Es un Liverpool que, a día de hoy, no está a la altura de la historia del club y a partir de esa premisa debe trabajar la entidad si quiere recuperar algún día el lugar que por categoría le corresponde. Han sumado 22 puntos menos que la pasada campaña. ¿Cuántos futbolistas de la plantilla del Liverpool están entre los mejores del mundo en sus respectivas demarcaciones? La respuesta a esa pregunta ayuda a entender la escasa competitividad del equipo este año. Hubo una época, no muy lejana (es cuestión de remontarse seis o siete años en el tiempo), en la que varios de los mejores del planeta en sus puestos actuaban cada quince días en Anfield: Gerrard, Xabi Alonso, Fernando Torres, Javier Mascherano, etc.

Asumir y aceptar la realidad del club, no engañarse, debe ser el primer paso, ya que el Liverpool ha navegado en la mediocridad durante algún tiempo (cinco o seis años, posiblemente desde el segundo puesto logrado en 2009), exceptuando el episodio vivido la temporada pasada con la treintena de goles de Luis Suárez y el subcampeonato liguero. Si en los despachos del Liverpool hay exigencia, el análisis de los resultados obtenidos este año debe conducir al suspenso. Aunque siempre está la posibilidad de que haya quien aprecie el vaso medio lleno y piense que el equipo cayó en las semifinales tanto de la FA Cup como de la Capital One Cup, que sucumbió en la tanda de penaltis en la Europa League, que se quedó a un triunfo de los octavos de final de la Champions League y a un par de partidos del top-4 de la Premier League. Y si se hubiese marcado un gol más en aquel encuentro, y si se hubiese hecho aquello esa tarde, y si Courtois no hubiese sido el MVP en la eliminatoria de la copa de la liga. Una constante repetición del ‘y si’ que no conduce a nada.

El Liverpool no presiona.
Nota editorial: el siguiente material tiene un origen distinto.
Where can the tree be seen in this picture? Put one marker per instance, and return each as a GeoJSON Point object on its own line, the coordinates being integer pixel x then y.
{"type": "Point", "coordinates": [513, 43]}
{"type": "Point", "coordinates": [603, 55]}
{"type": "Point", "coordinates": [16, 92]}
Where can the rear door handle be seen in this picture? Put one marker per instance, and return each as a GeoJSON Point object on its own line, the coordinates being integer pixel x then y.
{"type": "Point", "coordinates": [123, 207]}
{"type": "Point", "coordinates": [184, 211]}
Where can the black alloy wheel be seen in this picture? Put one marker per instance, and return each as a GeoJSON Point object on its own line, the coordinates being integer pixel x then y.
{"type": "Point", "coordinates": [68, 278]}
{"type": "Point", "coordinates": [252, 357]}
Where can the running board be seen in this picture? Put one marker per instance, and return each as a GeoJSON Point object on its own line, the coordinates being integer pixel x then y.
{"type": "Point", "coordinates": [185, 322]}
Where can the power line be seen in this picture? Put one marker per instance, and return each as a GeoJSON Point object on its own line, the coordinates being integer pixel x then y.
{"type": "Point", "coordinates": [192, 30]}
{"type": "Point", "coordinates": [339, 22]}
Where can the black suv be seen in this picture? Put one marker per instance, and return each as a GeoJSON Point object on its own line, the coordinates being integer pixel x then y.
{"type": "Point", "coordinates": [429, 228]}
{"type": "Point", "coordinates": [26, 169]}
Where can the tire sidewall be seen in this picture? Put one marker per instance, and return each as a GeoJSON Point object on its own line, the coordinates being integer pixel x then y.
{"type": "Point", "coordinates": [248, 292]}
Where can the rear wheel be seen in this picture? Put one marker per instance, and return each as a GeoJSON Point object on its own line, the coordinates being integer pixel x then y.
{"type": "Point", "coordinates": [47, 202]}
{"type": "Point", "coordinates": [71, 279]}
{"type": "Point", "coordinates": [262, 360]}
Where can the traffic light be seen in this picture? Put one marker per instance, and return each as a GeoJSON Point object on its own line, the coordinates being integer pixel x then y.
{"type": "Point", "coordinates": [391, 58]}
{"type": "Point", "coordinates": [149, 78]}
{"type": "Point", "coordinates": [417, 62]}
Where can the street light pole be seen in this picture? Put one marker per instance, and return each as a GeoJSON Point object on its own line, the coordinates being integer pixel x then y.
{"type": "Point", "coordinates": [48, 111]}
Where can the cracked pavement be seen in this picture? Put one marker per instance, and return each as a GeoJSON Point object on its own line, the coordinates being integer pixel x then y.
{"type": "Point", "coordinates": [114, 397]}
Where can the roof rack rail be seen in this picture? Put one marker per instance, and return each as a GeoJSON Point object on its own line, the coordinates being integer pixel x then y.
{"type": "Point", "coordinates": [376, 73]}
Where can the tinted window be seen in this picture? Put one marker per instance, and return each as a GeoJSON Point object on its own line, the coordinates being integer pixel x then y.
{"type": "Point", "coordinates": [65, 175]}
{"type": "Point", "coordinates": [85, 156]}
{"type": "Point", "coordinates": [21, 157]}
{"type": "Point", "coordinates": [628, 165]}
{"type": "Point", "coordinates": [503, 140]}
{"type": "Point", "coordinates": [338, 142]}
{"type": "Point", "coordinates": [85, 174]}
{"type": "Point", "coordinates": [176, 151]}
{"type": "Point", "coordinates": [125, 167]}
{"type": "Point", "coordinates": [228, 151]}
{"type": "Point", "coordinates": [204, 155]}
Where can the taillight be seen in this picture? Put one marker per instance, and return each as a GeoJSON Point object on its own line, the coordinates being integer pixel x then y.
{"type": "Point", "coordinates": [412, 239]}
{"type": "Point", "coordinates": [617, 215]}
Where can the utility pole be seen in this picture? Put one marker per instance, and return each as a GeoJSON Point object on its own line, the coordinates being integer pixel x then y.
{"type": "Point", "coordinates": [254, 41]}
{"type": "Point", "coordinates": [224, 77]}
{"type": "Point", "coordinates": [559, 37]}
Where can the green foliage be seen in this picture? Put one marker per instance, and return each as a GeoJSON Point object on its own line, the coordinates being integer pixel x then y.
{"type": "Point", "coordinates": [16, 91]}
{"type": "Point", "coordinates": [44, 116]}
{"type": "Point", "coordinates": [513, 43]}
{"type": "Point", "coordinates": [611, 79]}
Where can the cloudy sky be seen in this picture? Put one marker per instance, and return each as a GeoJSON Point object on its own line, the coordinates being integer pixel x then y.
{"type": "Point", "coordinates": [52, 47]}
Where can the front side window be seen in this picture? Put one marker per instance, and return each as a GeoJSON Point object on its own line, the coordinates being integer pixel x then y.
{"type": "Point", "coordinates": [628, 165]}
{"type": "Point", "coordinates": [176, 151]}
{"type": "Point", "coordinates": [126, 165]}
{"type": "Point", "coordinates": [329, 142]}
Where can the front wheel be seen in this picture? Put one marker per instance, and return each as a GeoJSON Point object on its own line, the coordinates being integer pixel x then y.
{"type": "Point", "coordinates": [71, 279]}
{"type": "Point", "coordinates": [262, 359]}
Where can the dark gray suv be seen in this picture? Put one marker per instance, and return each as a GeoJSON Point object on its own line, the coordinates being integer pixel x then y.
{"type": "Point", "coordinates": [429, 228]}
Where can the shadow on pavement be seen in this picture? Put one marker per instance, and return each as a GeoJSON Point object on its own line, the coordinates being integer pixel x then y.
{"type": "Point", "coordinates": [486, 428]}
El equipo acusa un problema, relacionado con su pasividad defensiva, y es la incapacidad de los centrocampistas o de los delanteros para presionar. Esa faceta fue vital en el notable recorrido del Liverpool el curso pasado -cuando estuvo cerca de vencer la Premier League-, ya que la presión arriba de Luis Suárez, Daniel Sturridge, Raheem Sterling y cía era descomunal. El equipo empezaba a ganar partidos ahí porque los delanteros eran los primeros defensores, eran los primeros en recuperar balones y esas situaciones de robo permitían empezar en buenas posiciones de campo los ataques. Se dejaban, sobre todo el uruguayo, hasta la última gota de sudor y el último resquicio de fuerza presente en su cuerpo. Ese detalle cambió sensiblemente en el Liverpool 2014/15.

Liverpool - Football tactics and formations

Disposición táctica inicial del Liverpool en el 6-1 en Stoke (Infografía: Share My Tactics)

Se menciona a menudo lo más visible: los goles de Suárez que ya no están, los goles de Sturridge que han desaparecido (lesionado muchos meses), el pobre rendimiento de Balotelli, etc. Pero no se repara apenas en la transformación del Liverpool como bloque a la hora de (no) presionar al rival. Y ese matiz fue especialmente sangrante en la visita al Stoke City, un 6-1 en el que influyó sobremanera la ineficacia del conjunto red sin balón.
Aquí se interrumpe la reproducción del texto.